“I counted from above. More than two sixty-fours of crafts, each loaded with warriors.”
“But then they must have raised the siege of Nyarr.”
Walfilo snorted. “Not exactly. They’ve withdrawn from its neighborhood, but I hardly think the people inside can venture far out. For if they do, the returning Ulunt-Khazul might well fall on them unawares.”
“The defenders could sally, to attack the enemy rear.”
“How? Those ships outpace any land army. No, Chalkhiz has seen an opportunity to defeat us in detail.” Walfilo rubbed his massive chin. “Of course if there is a sally, and it caught up with him while he is still engaging us—” He glowered at the ground for a while, then said:
“It’s our only hope. We must fly the message to Nyarr, that they are to hazard everything—though little there is left to lose—and hurry north. Meanwhile we must prolong the battle, retreating back to Windgate Pass. Perhaps Chalkhiz will not realize our strategy in time.” The soldier shook his head. “Of course, even if it works for us, I doubt we can prevail. So many will have fallen by the time the reinforcements come, that the Ulunt-Khazul can likely handle what’s left without overmuch trouble.
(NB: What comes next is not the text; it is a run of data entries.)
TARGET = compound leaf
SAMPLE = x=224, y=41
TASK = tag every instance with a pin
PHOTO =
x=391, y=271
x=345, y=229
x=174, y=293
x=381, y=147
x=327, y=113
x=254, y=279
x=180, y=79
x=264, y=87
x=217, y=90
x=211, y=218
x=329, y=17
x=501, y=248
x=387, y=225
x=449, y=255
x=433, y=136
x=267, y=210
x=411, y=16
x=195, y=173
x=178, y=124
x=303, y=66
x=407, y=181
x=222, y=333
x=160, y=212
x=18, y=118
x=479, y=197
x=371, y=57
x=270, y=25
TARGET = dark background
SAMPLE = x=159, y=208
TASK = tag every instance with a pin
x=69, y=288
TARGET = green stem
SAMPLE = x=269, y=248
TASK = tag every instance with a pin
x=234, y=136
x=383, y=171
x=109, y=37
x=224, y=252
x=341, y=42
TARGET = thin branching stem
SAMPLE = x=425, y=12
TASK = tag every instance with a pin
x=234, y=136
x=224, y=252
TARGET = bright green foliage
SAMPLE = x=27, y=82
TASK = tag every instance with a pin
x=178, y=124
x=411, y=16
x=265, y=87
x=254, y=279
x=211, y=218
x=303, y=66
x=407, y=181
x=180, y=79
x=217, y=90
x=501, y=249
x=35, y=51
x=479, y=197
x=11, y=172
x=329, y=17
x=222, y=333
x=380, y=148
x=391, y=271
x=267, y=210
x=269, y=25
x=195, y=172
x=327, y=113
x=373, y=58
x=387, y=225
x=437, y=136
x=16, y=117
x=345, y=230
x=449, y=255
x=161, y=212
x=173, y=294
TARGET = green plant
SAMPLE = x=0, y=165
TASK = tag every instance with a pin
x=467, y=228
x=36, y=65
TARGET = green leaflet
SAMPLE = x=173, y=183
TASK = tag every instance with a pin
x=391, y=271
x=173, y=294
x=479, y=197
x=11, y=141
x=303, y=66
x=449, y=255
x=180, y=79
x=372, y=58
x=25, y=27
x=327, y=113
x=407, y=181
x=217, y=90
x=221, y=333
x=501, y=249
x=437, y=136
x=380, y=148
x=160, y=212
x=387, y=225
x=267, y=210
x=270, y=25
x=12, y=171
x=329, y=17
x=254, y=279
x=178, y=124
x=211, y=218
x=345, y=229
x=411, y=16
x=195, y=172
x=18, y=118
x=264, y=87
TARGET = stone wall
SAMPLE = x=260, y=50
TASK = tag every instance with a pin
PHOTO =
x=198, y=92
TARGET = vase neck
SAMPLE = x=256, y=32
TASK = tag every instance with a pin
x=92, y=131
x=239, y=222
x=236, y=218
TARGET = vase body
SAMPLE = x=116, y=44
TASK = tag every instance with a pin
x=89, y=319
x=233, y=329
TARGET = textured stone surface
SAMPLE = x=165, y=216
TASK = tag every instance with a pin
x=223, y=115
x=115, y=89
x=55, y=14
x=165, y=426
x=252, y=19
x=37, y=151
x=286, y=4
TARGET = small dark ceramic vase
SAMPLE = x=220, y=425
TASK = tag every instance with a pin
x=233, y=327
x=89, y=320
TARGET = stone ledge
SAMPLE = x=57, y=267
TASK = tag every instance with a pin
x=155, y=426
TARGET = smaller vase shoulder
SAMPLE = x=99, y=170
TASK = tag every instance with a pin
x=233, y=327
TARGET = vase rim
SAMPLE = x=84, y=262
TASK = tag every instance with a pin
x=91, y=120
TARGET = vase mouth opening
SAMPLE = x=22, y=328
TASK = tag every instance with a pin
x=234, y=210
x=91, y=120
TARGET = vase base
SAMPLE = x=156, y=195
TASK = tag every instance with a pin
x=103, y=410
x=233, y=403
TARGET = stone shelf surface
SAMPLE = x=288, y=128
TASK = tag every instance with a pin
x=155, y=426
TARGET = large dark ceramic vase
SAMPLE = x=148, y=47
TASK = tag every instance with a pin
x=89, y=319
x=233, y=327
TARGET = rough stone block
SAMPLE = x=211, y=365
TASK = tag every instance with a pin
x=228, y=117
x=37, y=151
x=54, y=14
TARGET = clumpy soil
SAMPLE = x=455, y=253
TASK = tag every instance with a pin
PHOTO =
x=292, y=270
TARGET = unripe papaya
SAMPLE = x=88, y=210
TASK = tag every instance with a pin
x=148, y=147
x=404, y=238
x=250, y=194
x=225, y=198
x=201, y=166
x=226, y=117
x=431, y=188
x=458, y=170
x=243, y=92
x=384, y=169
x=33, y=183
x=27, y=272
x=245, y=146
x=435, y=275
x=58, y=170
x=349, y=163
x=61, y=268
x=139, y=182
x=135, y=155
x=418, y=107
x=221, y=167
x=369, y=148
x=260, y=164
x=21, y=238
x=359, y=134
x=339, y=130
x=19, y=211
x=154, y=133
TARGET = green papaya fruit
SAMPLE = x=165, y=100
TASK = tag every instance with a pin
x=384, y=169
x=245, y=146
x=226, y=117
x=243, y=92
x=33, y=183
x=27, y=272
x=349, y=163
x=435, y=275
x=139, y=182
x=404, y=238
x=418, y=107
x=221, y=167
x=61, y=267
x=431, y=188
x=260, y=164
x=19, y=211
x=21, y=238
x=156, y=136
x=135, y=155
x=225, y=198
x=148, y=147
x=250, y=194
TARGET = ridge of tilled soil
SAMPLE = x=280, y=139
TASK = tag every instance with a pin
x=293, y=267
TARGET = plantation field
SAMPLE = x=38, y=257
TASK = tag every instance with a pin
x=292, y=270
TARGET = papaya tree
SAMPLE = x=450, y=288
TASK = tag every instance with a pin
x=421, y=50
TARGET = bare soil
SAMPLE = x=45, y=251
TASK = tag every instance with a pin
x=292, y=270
Still, it will raise the price they pay for our country.”
Theor mastered a sickness and asked, “When will they fall on us?”
“Ush. I daresay they’ll camp tonight, lest unseen rocks tear the bottom out of ships. Tomorrow morning. Short time to make ready.”
He summoned his underlings and began giving commands. I wish I could lose myself thus, Theor thought.
The Nyarrans moved onto a hill some distance from the river. Its saddle-shaped ridge would protect their flanks, and the swale behind offered a northward line of retreat The bushes were soon trampled into mud, and the slopes became strewn with red centaur bodies, sharpening weapons, talking in a desultory way, staring into the sky or past the woods to the hazed mountains. Theor could count the ribs on them. There was no protest when Walfilo ordered most of the forgars slaughtered for meat. Too few were left to be of much service in battle, and an unfed army wouldn’t last a day. Nonetheless, Theor had trouble getting the food down.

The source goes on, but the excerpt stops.